Mesin 9 PK yang kami gunakan mengantar ke Pulau Siumat selama empat jam, waktu yang sungguh lama ketimbang menggunakan perahu besar dengan mesin yang juga lebih besar.
Kami baru saja sandar di Ulul Kaut ketika matahari pagi mulai tampak.
Nelayan pancing sudah sejak subuh tadi melaut, meninggalkan anak-anak mereka yang asyik berjungkir balik di pelabuhan itu.
Arisman, kelas 1 SMP memandu adik-adiknya bercengkrama dengan air laut yang jernih.

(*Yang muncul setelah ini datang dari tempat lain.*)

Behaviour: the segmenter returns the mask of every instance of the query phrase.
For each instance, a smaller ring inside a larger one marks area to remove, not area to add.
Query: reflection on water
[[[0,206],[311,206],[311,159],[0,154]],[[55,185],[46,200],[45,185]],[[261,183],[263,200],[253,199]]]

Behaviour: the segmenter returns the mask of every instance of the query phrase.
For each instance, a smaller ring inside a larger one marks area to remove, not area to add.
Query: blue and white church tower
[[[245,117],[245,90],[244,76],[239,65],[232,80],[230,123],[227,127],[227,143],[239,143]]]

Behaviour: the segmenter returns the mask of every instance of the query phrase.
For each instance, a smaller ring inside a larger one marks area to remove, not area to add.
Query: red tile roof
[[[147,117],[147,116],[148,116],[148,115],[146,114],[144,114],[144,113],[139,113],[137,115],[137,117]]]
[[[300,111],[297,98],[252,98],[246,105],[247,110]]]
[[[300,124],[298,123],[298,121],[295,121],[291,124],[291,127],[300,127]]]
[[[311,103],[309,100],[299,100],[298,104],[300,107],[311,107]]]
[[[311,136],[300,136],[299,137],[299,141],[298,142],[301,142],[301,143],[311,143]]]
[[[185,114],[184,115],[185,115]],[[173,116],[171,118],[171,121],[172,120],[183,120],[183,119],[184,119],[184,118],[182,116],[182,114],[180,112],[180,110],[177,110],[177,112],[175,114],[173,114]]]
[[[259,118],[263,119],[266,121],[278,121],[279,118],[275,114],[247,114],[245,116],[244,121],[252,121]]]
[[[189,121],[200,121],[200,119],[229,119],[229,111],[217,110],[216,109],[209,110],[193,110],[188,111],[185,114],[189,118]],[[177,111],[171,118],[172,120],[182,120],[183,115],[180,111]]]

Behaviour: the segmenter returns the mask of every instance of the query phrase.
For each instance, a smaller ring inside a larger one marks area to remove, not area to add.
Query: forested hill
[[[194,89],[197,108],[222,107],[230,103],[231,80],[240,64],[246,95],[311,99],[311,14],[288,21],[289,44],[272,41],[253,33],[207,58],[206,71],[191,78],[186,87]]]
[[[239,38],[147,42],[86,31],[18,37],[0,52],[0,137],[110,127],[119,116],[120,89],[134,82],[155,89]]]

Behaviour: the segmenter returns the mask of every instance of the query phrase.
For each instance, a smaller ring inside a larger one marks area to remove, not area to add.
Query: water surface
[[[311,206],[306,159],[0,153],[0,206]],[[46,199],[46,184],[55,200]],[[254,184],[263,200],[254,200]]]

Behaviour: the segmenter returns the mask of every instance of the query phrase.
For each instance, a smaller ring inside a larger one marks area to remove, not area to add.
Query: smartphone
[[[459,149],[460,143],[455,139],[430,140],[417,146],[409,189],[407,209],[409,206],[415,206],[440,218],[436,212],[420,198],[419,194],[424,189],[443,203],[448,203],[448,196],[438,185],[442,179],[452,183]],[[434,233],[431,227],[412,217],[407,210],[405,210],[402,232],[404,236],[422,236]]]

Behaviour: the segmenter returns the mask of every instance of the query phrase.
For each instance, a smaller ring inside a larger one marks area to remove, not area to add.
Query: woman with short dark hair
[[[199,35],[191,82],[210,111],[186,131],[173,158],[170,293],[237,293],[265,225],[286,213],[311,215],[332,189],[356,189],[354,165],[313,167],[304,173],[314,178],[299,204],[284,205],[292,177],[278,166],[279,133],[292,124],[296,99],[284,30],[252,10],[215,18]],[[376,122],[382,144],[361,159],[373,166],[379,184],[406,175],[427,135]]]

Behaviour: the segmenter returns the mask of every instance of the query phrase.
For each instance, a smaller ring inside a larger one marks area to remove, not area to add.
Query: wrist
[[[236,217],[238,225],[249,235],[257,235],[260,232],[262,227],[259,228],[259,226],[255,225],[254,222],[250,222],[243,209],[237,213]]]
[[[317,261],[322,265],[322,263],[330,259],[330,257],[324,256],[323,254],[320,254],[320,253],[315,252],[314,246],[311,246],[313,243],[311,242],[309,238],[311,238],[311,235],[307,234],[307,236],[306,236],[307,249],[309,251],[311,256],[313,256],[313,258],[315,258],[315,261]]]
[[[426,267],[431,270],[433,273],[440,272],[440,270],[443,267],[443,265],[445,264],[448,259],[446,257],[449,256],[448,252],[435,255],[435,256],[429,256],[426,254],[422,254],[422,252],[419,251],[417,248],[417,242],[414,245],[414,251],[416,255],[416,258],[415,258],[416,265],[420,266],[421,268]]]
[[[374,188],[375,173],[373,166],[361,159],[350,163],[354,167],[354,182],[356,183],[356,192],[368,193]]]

Pantulan sinar matahari membakar tubuh mereka sejak bayi. Mandi pagi di ulul kaut merupakan rutinitas mereka sebelum menyiapkan diri berangkat sekolah.
"Kami biasa mandi di sini. Setelah itu, baru bilas dan pakai baju di rumah," katanya.
Sampan-sampan kecil lainnya mulai merapat.
Mereka adalah para pemetik cengkeh. Tapi saya masih asik dengan keceriaan pagi Arisman dan adik-adik sekampungnya.
Dia menaiki sampan lebih kecil tanpa lengan cadik. Sampan itu seolah tenggelam oleh riak laut.
Sebentar kemudian, sampan itu sudah muncul lagi ke permukaan.
Puas bermain, anak-anak bergegas membilas tubuh mereka di pemandiam umum yang berada dekat pelabuhan kecil itu.
"Mandi tak perlu pakai sabun. Sabun mahal," kata Arisman singkat.
Sebuah sampan kecil tampak di tengah. Dari cara melajunya, sampan itu persis menuju ulul Kaut.
Edi, mendayung dengan santai. Saya dan Ogek menunggu kedatangan pria ini.